The banks are understanding. In two or three years they will have incorporated all these technologies. Just as they have always incorporated many things, in the 90s it was said, for example, that telephone banks would be born. Instead, the innovation was incorporated by existing banks. The most advanced international banks typically have an internal watch list of all the startups in the world that they could acquire. according to the logic of open innovation: some things are better if they are designed by external teams.

What are the areas of application of Italian fintech?

In Italy we believe that the lending sector will undergo a major change, then there are the robot advisors who will penetrate the world of bank but also insurance promoters and consultants. Finally, the world of payments will change with the acceleration provided by mobile, think of Satispay. The fact that Italians are scarce card users should not mislead and be interpreted as poor digitization, with mobile we will see a change of gear.

Will Google and the other web giants be more and more competitors of the banks?

They are already competitors. If you look at Alibaba's financial services division, Ant Financial Sevices, mobile payments have over 400 million customers, the money market fund over $98 billion in assets, and digital lending is pretty big. Ant Financial Services is de facto the largest fintech company in the world and will grow on all emerging markets which are the fastest in this sector. In China, for example, it's a question of making up for the traditional banking market that doesn't exist. However, I put a question mark on whether Google, Facebook or Amazon become real competitors of the banking market in Western markets. There is a lot of regulation in this industry and these behemoths tend to skim value without taking too much of a burden.

In terms of technology, what does InstaPartners leverage?

We have a dual approach to credit risk. We'll start by using traditional analytics, just automating processes a lot. In parallel we will start experimenting with different variables and we already have a dedicated person, a Big Data analyst, who will start testing them. In the future we will therefore also use Big Data even if we must not mythologize them too much on credit. Many startups use them but no one has yet demonstrated that they have statistical robustness.

Among your shareholders you have important names in Italian entrepreneurship, what are the reasons for this bet?

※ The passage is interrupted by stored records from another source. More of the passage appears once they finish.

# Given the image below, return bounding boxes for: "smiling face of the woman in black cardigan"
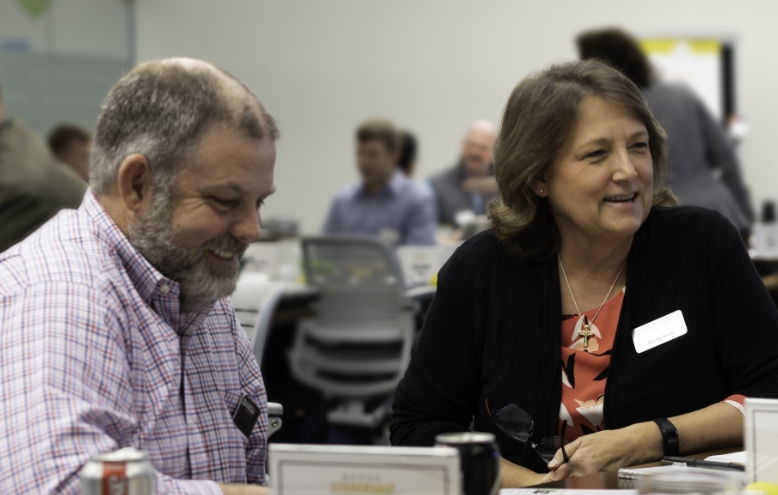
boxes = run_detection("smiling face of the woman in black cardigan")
[534,97,654,247]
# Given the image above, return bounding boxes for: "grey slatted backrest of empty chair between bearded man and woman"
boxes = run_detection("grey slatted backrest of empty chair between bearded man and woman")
[290,237,413,398]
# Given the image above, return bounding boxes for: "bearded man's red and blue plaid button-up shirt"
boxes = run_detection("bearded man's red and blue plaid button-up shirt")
[0,191,267,494]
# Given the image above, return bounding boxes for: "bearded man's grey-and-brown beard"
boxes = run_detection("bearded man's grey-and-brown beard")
[128,193,248,313]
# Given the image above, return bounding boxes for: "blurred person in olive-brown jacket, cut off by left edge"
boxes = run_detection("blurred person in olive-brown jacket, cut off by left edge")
[0,83,87,252]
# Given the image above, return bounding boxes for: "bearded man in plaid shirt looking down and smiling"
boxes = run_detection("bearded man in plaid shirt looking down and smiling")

Everyone saw in this initiative a company that caters to a large market in Italy, a product that if it works well can solve a problem, that of credit, and also be a bargain. Furthermore, there are those who have seen something that could also be useful for their business activities, thus making it possible to create something that did not exist but which could be of direct use.

And the name?

We will announce it shortly, before the summer, probably together with the authorization of the Bank of Italy and the partnerships. It will be an Italian name, we don't want to use an English name as is often done in fintech, in fact we want to speak to Italian SMEs, but with a Latin root that will make it understandable and familiar even abroad.